Half of the Lakefront now is closed off, unfit for anyone to go near. What's left is overgrown with grass, and unkempt. The benches and picnic areas were never restored. They are now just heaps of bricks and piles of wood and debris. Most of those beautiful Lakefront properties lay desolate. Many of the property owners were too afraid to return. It's like a ghost town there. It's just awful. Oh, the Lakefront was so beautiful. How can anyone let such beauty waste away is beyond me.
We did manage to enjoy some good eats while we were down there. My husband and I ate our first "Po'Boy" sandwich in almost four years (I had a catfish sandwich, and he had a hot sausage and cheese sandwich). That french bread is the best bread in the world, in my opinion. And it was fresh! Like they had just taken it out of the oven that day! We also managed to get some beignets and cafe' au lait, some pulled pork, barbecued baked beans and homemade rolls from Corky's barbecue, some sweet treats from Gambino's Bakery, and Big Shot Sodas! I am so full! LOL
The people that are left in New Orleans are still as friendly as ever, easy to smile and give you a great, big hug. The love is still there, but you can tell that they are fragile. So much has happened to try and break their spirits. I have seen and heard more depressing things this weekend then I care to admit. But I am glad that I went. New Orleans is my home, always will be. It's where I came from, and I will never forget that. My husband and I are already talking about going back again. We need to do what's best for the family right now, but there's no harm in staying connected.

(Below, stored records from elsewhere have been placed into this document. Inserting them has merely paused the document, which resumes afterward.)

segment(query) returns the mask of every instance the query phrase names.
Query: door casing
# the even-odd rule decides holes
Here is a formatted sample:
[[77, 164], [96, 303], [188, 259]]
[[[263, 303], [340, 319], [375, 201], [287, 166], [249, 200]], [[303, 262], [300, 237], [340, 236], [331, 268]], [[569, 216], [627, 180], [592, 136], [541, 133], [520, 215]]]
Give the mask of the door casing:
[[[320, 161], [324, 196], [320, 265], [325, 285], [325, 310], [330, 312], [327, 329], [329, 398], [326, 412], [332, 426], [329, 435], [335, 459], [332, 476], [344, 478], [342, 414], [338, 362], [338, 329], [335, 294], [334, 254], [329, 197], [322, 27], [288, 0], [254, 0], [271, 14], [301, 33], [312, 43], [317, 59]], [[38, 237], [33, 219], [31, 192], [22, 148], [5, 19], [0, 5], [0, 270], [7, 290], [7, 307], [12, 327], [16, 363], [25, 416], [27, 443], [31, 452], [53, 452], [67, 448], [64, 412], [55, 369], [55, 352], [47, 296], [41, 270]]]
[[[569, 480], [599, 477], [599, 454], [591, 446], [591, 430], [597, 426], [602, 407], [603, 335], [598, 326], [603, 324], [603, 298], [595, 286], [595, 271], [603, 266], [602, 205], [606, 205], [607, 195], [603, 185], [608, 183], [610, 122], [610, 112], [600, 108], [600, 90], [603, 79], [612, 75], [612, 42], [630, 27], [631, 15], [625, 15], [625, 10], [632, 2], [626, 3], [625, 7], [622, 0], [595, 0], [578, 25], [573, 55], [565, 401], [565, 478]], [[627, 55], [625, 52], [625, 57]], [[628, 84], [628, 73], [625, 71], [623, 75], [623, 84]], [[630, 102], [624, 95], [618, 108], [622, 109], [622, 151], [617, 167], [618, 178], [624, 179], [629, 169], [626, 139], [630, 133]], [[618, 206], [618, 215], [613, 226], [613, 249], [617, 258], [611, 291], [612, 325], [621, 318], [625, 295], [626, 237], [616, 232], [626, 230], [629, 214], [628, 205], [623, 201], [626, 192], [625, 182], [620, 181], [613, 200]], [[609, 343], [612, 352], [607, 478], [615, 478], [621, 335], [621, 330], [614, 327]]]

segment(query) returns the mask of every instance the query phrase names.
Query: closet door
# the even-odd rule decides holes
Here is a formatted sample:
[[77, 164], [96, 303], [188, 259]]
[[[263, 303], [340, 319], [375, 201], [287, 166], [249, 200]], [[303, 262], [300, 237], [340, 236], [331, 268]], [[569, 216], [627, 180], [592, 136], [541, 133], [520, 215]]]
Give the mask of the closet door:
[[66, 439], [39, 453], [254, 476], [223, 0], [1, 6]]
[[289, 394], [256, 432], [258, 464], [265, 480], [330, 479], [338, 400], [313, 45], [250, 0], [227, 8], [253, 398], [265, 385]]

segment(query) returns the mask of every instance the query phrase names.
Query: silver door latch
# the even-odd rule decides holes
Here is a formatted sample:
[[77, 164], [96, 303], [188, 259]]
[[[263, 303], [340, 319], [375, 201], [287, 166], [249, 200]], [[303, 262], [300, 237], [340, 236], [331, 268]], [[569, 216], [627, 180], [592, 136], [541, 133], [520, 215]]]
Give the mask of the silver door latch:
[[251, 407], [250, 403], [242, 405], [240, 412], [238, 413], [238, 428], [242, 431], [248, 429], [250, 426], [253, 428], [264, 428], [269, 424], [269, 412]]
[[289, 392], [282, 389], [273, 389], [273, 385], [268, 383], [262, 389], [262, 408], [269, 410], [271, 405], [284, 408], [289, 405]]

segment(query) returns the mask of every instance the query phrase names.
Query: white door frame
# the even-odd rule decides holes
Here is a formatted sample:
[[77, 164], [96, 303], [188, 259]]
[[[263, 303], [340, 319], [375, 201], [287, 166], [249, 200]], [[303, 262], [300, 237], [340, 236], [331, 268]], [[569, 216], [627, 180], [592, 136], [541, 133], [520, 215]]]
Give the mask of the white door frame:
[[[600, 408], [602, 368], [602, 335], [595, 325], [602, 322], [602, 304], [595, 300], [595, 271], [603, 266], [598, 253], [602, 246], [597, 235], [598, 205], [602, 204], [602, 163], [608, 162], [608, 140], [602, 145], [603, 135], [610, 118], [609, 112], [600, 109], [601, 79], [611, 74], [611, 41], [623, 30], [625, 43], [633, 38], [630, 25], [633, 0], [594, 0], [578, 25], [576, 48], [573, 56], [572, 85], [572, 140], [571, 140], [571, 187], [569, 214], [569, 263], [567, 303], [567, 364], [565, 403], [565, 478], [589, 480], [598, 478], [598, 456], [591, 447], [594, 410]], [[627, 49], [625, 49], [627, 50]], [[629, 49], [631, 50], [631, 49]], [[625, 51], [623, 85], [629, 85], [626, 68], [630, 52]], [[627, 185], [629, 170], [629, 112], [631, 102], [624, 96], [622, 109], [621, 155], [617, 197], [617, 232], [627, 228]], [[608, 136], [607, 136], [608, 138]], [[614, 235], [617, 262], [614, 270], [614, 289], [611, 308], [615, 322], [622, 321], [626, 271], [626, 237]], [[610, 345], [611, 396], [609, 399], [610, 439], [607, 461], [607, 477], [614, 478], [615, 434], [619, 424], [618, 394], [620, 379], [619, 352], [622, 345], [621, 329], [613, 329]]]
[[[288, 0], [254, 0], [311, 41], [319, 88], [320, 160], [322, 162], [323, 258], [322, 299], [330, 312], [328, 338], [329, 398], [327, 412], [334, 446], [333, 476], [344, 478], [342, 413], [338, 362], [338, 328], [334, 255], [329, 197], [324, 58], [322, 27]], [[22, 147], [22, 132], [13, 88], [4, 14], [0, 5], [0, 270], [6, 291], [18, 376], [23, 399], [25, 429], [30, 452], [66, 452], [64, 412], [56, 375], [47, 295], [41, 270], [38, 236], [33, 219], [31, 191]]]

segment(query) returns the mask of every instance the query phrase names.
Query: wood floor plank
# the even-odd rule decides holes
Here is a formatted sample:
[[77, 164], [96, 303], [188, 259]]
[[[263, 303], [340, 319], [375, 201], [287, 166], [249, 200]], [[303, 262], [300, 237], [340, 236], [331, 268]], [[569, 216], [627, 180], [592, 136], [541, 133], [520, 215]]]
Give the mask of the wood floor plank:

Thanks for the comments to my blog about Professor Gates. Here is another article that supports the point that I was trying to make here. It is my desire that the citizens in this country strive to start respecting one another as individuals. I believe that the only way that this can happen is when we start letting go of past hurts, pains, and injustices, start respecting and loving ourselves (insecurity and self-loathing plague the African-American community in this country), stop with all of the seperatism and biases, cease the infighting, colorism, and racism that is present in ALL races (it's not just black vs. white; there are racist and colorist black people, too), and start accepting one another. And if we want others to respect us as individuals, we must show respect, too. Put your character and integrity on display. Behave in a manner that draws attention to your personhood, not your race. This can be done, but we have to rise above the pettiness that is prevalent in this society. Let's grow up already!